Taking the High Road Isn’t Easy, But It’s Necessary

You take the high road - geograph.org.uk - 698189

Photo: Nick Smith / You take the high road

I was thinking the other day about some interesting parallels between some drama that’s played out over a Facebook group I was once in and some unrelated “family drama”. Although these incidents involved two different groups of people, there were some interesting dynamics that both had in common.

The Facebook group was a rescue/lost & found group that a lot of people involved in local rescue treat as THE go-to group for lost/found/rehoming pet issues, despite a lot of similar groups also existing on FB for the area. One day, without any explanation, I found myself not only removed, but also banned from the group. This is not exactly a common occurance for me.

Apparently, a lot of people in the group in question have likewise been banned for no good reason. Speculation seems to range from being a member of other groups that the admin doesn’t like to having the “wrong” person on your friends list. What it boils down to is that the explanations in this case are just that-speculation. I’m sure the same type of drama plays out on other groups on FB all the time.
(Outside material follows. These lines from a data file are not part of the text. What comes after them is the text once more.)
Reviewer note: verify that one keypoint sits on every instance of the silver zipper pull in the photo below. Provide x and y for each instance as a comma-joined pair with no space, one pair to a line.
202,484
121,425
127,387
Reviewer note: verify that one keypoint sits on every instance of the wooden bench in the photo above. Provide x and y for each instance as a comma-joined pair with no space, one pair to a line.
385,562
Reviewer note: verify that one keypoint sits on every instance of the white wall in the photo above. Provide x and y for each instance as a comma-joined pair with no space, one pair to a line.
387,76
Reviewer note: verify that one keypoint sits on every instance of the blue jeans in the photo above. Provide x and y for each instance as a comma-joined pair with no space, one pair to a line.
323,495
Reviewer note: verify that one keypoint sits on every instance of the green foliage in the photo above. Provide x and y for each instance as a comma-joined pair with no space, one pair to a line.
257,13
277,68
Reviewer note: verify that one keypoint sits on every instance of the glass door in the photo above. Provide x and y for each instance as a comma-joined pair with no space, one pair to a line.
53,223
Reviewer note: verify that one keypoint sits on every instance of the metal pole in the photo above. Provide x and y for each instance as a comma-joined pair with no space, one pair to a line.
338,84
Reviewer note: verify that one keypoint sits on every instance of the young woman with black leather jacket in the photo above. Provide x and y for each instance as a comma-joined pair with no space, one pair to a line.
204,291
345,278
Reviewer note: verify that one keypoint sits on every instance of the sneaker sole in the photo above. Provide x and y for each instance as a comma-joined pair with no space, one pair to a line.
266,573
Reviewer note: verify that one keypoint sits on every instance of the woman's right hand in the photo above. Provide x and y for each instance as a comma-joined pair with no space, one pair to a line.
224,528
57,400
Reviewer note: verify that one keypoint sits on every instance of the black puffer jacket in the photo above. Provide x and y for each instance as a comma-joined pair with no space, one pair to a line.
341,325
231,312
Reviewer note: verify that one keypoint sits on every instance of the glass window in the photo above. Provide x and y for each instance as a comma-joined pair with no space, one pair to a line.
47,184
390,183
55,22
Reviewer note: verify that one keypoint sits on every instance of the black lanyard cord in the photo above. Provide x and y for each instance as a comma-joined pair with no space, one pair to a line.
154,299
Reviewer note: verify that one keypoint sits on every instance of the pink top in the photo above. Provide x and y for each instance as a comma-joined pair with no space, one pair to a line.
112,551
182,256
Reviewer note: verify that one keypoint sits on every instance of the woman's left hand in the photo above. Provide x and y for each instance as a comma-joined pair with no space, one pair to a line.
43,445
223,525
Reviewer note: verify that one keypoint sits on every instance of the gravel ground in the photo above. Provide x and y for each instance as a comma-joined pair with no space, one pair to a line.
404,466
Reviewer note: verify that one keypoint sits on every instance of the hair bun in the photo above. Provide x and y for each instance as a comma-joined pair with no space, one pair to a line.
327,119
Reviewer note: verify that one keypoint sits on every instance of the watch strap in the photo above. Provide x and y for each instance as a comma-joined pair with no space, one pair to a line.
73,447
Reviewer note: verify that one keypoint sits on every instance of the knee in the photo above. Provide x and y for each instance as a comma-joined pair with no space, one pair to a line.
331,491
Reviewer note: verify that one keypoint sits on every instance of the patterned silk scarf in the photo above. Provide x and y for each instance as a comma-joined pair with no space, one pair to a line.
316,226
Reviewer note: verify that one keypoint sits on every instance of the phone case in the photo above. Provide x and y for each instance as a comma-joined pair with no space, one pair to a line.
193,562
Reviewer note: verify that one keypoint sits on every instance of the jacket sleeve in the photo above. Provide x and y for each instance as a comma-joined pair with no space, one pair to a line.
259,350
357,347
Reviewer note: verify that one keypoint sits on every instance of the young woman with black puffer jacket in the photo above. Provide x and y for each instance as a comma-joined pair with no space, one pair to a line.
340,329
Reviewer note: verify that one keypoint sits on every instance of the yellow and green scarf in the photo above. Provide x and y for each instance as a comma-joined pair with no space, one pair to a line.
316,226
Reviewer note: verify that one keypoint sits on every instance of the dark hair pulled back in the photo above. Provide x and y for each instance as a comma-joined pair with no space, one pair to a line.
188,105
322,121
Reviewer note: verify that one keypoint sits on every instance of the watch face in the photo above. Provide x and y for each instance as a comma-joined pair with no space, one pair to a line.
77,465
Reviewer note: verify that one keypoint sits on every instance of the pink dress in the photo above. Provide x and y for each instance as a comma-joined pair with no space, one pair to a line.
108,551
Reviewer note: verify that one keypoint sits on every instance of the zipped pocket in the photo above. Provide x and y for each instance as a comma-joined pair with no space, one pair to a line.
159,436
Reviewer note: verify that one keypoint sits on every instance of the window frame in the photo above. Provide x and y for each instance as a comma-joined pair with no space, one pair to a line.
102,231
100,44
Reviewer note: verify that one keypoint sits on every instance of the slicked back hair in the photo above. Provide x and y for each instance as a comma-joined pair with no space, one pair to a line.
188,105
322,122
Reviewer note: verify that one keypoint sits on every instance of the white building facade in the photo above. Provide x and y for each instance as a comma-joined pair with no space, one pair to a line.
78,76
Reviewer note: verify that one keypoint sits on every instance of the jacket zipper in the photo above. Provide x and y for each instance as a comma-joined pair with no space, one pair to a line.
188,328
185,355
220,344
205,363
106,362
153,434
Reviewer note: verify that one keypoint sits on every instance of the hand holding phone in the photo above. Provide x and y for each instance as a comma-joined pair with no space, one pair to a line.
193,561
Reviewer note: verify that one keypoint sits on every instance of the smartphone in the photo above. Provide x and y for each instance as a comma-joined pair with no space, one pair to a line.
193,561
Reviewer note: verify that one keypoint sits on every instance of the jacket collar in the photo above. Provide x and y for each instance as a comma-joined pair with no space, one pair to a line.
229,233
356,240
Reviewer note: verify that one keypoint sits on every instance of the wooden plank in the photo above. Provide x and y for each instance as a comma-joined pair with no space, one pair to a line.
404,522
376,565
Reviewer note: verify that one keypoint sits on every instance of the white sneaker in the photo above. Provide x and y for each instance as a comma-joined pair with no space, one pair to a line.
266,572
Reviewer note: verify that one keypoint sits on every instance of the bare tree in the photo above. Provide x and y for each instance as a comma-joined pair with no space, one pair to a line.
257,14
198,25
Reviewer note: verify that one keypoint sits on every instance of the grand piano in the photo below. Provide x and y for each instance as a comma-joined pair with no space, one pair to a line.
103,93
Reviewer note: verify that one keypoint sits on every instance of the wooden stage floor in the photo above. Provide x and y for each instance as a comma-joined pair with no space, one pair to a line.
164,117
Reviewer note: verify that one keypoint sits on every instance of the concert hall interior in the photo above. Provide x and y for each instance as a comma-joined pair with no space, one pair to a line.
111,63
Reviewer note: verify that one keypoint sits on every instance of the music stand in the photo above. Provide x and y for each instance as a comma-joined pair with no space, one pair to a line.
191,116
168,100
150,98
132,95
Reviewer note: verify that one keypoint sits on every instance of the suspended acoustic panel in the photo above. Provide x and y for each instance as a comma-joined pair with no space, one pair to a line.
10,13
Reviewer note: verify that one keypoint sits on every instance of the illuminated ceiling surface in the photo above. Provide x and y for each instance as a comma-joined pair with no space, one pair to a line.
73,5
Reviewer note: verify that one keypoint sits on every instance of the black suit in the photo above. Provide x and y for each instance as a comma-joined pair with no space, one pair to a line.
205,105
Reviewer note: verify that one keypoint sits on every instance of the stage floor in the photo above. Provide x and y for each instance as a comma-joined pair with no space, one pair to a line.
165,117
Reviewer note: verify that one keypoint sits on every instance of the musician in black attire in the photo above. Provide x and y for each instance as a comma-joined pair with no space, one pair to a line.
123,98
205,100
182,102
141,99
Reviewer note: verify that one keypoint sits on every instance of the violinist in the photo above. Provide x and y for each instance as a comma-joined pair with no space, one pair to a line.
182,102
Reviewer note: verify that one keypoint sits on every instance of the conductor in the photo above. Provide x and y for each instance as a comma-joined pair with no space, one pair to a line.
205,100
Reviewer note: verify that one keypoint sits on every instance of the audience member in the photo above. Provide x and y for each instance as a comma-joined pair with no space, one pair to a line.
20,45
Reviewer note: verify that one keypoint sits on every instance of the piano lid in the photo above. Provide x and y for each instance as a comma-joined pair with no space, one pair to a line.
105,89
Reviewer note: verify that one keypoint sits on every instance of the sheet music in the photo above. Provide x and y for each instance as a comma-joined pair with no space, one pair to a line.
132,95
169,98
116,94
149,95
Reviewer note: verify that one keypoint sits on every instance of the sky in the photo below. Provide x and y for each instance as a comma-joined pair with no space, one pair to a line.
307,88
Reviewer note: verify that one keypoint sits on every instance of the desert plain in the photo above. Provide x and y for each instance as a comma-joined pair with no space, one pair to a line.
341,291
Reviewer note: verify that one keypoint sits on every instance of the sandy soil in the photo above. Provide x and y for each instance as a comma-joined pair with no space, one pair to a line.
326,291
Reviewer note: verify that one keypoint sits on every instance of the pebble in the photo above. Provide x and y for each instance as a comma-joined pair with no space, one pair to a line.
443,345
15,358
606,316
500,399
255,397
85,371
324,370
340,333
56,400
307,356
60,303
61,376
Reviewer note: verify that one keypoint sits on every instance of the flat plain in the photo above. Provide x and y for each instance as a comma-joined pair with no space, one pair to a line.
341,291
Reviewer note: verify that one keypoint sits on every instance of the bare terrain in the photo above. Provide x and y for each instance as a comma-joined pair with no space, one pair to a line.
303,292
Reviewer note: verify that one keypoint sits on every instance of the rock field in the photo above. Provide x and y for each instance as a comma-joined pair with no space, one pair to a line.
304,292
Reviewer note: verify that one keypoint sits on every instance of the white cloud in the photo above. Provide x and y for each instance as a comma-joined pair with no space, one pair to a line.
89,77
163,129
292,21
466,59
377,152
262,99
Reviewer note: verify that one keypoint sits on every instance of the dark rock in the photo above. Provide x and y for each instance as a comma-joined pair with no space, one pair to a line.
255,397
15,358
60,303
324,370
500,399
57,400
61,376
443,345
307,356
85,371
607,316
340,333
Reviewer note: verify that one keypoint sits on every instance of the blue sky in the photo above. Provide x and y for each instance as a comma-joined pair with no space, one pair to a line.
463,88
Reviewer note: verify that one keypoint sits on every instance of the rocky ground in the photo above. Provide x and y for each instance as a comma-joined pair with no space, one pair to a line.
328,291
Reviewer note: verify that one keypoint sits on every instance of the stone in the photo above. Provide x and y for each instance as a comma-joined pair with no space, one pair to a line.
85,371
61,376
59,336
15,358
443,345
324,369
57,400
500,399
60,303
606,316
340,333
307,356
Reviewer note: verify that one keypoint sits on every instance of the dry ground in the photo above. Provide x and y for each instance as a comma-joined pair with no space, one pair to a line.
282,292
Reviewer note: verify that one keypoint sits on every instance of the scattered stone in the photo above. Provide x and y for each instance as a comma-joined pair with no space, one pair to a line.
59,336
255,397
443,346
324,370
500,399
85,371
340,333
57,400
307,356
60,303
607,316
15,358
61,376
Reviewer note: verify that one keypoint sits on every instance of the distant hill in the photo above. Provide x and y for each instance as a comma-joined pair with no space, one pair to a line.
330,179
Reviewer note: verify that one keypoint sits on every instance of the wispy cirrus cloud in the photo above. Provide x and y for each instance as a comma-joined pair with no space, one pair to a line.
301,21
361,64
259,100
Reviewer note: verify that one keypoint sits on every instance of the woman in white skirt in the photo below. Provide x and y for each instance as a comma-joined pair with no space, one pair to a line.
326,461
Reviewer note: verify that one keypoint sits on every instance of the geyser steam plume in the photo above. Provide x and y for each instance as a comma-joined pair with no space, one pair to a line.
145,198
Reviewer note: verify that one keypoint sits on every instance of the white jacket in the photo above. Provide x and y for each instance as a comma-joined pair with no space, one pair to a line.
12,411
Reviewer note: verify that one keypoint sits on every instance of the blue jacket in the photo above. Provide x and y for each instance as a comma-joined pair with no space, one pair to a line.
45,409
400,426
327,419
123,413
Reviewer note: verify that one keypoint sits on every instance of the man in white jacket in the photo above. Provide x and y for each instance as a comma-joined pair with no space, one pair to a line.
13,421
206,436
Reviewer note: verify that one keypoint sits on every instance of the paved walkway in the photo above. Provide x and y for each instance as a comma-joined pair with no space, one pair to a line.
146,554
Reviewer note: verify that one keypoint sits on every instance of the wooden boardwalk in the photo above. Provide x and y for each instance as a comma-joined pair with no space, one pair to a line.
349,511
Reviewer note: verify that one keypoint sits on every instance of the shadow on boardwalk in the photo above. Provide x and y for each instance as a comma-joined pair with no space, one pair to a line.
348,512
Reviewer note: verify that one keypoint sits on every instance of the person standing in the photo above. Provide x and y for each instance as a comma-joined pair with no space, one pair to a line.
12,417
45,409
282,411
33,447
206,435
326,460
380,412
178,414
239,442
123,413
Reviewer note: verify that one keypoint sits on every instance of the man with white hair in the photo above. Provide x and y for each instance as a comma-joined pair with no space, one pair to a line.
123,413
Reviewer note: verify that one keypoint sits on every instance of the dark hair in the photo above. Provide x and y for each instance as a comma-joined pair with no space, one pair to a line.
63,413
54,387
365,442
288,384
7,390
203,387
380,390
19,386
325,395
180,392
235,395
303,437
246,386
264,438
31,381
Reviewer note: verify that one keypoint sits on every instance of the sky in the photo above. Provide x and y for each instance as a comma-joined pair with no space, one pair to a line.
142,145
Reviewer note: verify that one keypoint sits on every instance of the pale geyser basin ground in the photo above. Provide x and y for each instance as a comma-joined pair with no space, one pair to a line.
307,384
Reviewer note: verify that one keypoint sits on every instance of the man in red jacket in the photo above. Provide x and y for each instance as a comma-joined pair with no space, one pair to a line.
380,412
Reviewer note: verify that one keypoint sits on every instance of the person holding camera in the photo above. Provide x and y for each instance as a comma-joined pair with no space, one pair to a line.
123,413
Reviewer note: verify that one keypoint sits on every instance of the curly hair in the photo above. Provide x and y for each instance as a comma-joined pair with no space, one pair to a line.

In the case of the “family drama”, certain people ceased contacting me at all after a family member died, after having been in touch with me all along. After getting tired of having the people in question not even ask how I was doing or acknowledging a few emails/messages where an answer was necessary, I got tired of the whole thing and unfriended them, figuring they wanted nothing to do with me. Ironic how thin-skinned people can get about being unfriended by someone they’re not even talking to!

Personally, I think a lot of people take Facebook friend status entirely too personally. The way some people act about it, you’d think an unfriending was right up there with getting slapped with a restraining order. In reality, a lot of people who have gone through a loss need some time to decompress without worrying about everything they say online being picked to pieces by someone who can’t even take a minute to see how they’re doing. Chances are in most cases that the “unfriended” have probably had a window of opportunity as long as they weren’t blocked.

Honestly, in cases either like the FB group in question or the family drama, there are two possible ways people COULD handle such things:

A. You could go the route of all out war against the offending parties, finding it necessary to “warn” everybody who has contact with them about their behavior (“don’t join this group, they’re idiots”, “so-and-so is a backstabber, no matter how nice they were to you”), and otherwise keeping the attention on what they’ve done.

B. You could take the high road, recognize that you can only control how you handle YOUR interactions (if any) with the people in question, and and realize that otherwise removing yourself from the drama that others created makes YOU the rational, responsible adult.

I’ve chosen Path B, and although not perfect, I’ve found it makes difficult interactions much easier. Drama queens will always be with us, no matter what, but the choice and responsibility for how you cope with everything is ultimately YOURS.